Archbishop of York joins anniversary events for Holocaust Memorial Day
[Office of the Archbishop of York] Archbishop of York Stephen Cottrell and the bishop of London, the Rt. Rev. Sarah Mullally, attended two remembrance events Jan. 27 to mark Holocaust Memorial Day and the 80th anniversary of the liberation of the Auschwitz-Birkenau death camp.
The theme of this year’s Holocaust Memorial Day is “Learn for a better future,” urging people to reflect on the lessons of the Holocaust and more recent genocides.
The first was a service at the Great Hall at Lambeth Palace, hosted by the Council of Christians and Jews. Cottrell introduced the event along with Rabbi Jonathan Wittenberg, rabbi of the New North London Synagogue and senior rabbi of Masorti Judaism UK. It then included testimonies from Holocaust survivor Martin Stern and second-generation Roma survivor, Daniela Abraham. Stern survived camps at both Westerbork and Theresienstadt, held there after the Nazis invaded the Netherlands.

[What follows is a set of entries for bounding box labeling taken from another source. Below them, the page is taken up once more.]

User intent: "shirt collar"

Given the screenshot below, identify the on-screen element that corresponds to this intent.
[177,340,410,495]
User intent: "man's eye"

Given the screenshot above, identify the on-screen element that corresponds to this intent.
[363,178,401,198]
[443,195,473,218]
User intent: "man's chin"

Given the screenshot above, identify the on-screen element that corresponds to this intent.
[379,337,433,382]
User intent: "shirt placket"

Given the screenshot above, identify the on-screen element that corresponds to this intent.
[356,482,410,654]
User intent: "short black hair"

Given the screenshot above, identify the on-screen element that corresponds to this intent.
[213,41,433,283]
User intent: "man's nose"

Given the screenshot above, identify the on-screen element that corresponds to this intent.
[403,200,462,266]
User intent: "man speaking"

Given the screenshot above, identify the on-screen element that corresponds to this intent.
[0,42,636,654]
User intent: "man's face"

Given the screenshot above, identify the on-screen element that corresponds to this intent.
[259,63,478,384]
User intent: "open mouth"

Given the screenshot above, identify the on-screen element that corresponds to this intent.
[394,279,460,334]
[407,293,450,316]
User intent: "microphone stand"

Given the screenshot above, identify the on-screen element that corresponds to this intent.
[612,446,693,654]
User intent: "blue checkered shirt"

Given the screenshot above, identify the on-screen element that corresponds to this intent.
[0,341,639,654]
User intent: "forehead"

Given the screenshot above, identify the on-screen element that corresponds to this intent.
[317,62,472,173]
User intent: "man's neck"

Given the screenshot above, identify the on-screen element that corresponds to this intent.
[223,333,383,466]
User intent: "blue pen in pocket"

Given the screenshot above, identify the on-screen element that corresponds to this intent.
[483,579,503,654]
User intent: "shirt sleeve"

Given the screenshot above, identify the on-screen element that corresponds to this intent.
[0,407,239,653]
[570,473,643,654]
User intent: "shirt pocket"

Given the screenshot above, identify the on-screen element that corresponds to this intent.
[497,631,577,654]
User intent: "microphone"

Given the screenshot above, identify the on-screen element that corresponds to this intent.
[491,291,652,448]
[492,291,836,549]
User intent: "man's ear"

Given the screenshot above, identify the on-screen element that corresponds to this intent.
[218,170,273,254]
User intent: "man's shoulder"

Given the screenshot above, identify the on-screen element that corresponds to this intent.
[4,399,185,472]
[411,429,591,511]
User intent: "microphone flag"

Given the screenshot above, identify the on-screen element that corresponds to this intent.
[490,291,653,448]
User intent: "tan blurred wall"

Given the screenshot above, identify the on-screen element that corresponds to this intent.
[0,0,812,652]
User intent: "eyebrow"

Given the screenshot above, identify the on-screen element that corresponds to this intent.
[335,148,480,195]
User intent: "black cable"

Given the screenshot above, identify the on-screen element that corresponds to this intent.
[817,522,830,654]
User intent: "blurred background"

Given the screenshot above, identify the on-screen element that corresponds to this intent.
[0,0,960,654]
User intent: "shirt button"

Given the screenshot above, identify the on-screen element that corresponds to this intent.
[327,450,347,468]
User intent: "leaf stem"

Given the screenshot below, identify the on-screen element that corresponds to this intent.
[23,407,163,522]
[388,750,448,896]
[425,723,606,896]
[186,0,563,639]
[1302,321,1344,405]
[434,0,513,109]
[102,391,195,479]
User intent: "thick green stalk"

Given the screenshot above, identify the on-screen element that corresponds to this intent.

Writer and ceramicist Edmund de Waal, whose Jewish ancestors were driven out of Vienna by the Nazis in 1938, offered a reflection. He also had created a candleholder especially for the ceremony, which Mullally and others lighted.
Cottrell and Mullally later attended a national service of remembrance at the Guildhall in London, joined by members of the royal family, members of Parliament, faith leaders, and survivors of the Holocaust and the Cambodia, Rwanda, Bosnia and Darfur genocides.
Cottrell said, “Eighty years on since the liberation of Auschwitz, we gather to mark Holocaust Memorial Day remembering the millions of people who were killed during the Second World War. The Holocaust is a horrifying reminder of what can happen when the world turns its head. Across their death camps, the Nazis murdered more than six million people, mostly Jews, each made lovingly in God’s image. We must not ignore such crimes.
“I pray for the survivors of this sin against humanity, the majority of whom were children at the time, born into a world that wanted to kill them. Each one of them is a living testimony to the horrors of war, but also the towering resilience in the face of such unspeakable evil. I give thanks for them, and pray for God’s protection over them as they confront again this painful part of their past, and our history.
“‘Evil triumphs when good men do nothing’ – let us strive for peace and recognize we are of the one same humanity.”